Il nuovo esecutivo non tradisce il mandato del comitato centrale della Sinistra Radicale greca che è: «Nessun compromesso con chi ha firmato l’odioso Memorandum della Troika»
È ben paradossale che la troika, e con lei tutti i c.d. benpensanti europeisti, stia facendo due cose assolutamente contraddittorie: accusare la Grecia di aver sperperato danaro e perfino di aver falsificato i propri bilanci e insieme auspicare che restino al comando proprio gli stessi colpevoli di questa bancarotta fraudolenta. Non potrebbe esserci prova migliore che quanto interessa Bruxelles non è la sorte dell’Europa, ma la salvaguardia degli interessi che difendono, gli stessi che serve Samaras e i governi che oggi dettano legge nell’Unione. I quali sono responsabili di gran parte del debito accumulato da Atene: la tragedia di Acebes, dove un F16 greco è precipitato producendo un disastro, è drammaticamente lì a ricordarcelo nel giorno in cui Alexis diventa primo ministro. Chi mai ha insistito perché quegli aerei venissero acquistati? La logica è sempre la stessa, da quando il problema del debito, negli anni ’80, è esploso in Africa e America latina: i governi occidentali hanno agito come i «puscher» con la droga, aprendo le loro borse al credito perché paesi che avevano ben altre priorità acquistassero merci e servizi superflui, impegnandosi il patrimonio pubblico. Ho detto che la scelta di non annacquare il confronto con Bruxelles è molto coraggiosa, perchè c’è da attendersi una risposta durissima. Le prove per Tsipras e l’intera sinistra greca saranno difficilissime e la nostra solidarietà — se saprà essere dettata dalla testa oltre che dal cuore — essenziale. Ben sapendo tutti che per vincere non basterà respingere il diktat della troika, ma avviare un modello di produzione, di consumo, di organizzazione della società diverso da quello attuale: una maggiore liquidità se si continueranno a fare le stesse cose — supermarket, speculazione edilizia, spreco — non servirà a molto. Per questo non basta invocare politiche keynesiane di intervento pubblico, occorre anche indicare quale e per quale tipo di sviluppo. A questo progetto Anel non servirà, ma c’è tempo per creare, nella società oltre che in parlamento, un consenso sui progetti di più lungo periodo. È un tema che dovrà essere al centro della riflessione di tutta «L’altra Europa», perché non riguarda solo la Grecia, ma tutti noi. Ne abbiamo abbastanza per i prossimi anni.

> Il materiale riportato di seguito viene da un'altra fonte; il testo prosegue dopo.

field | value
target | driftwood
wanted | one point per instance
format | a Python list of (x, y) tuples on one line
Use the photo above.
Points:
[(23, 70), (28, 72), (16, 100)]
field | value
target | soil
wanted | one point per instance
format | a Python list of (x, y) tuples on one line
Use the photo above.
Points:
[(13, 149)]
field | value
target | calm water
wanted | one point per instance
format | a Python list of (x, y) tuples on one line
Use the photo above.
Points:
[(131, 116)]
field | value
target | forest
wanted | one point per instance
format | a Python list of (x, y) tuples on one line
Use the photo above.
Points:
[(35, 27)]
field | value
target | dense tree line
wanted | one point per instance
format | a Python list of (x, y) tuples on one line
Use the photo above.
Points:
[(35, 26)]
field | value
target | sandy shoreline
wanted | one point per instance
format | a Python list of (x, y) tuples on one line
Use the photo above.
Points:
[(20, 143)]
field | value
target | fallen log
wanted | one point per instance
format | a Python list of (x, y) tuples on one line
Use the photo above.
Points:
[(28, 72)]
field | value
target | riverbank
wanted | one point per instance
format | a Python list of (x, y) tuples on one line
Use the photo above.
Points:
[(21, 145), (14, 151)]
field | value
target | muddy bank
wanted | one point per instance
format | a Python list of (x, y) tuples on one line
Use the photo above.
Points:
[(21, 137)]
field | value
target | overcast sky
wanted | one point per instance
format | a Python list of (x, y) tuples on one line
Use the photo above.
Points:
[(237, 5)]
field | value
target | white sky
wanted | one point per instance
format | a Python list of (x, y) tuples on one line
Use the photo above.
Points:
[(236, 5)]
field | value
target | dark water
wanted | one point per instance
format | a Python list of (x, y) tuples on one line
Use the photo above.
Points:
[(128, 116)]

Intanto, forza compagni di Siryza, per ora si è almeno svelata la stupidità di Bruxelles che si comporta come Buridano (o Melchisedecco, non ricordo) col suo asino: «Che peccato — aveva esclamato — proprio ora che gli avevo insegnato a non mangiare, è morto».
P.S. Il ministero della difesa in mano ad Anel? Vista la tradizione greca, crearsi qualche punto d’appoggio contro eventuali avventure dei militari, non è un brutta idea.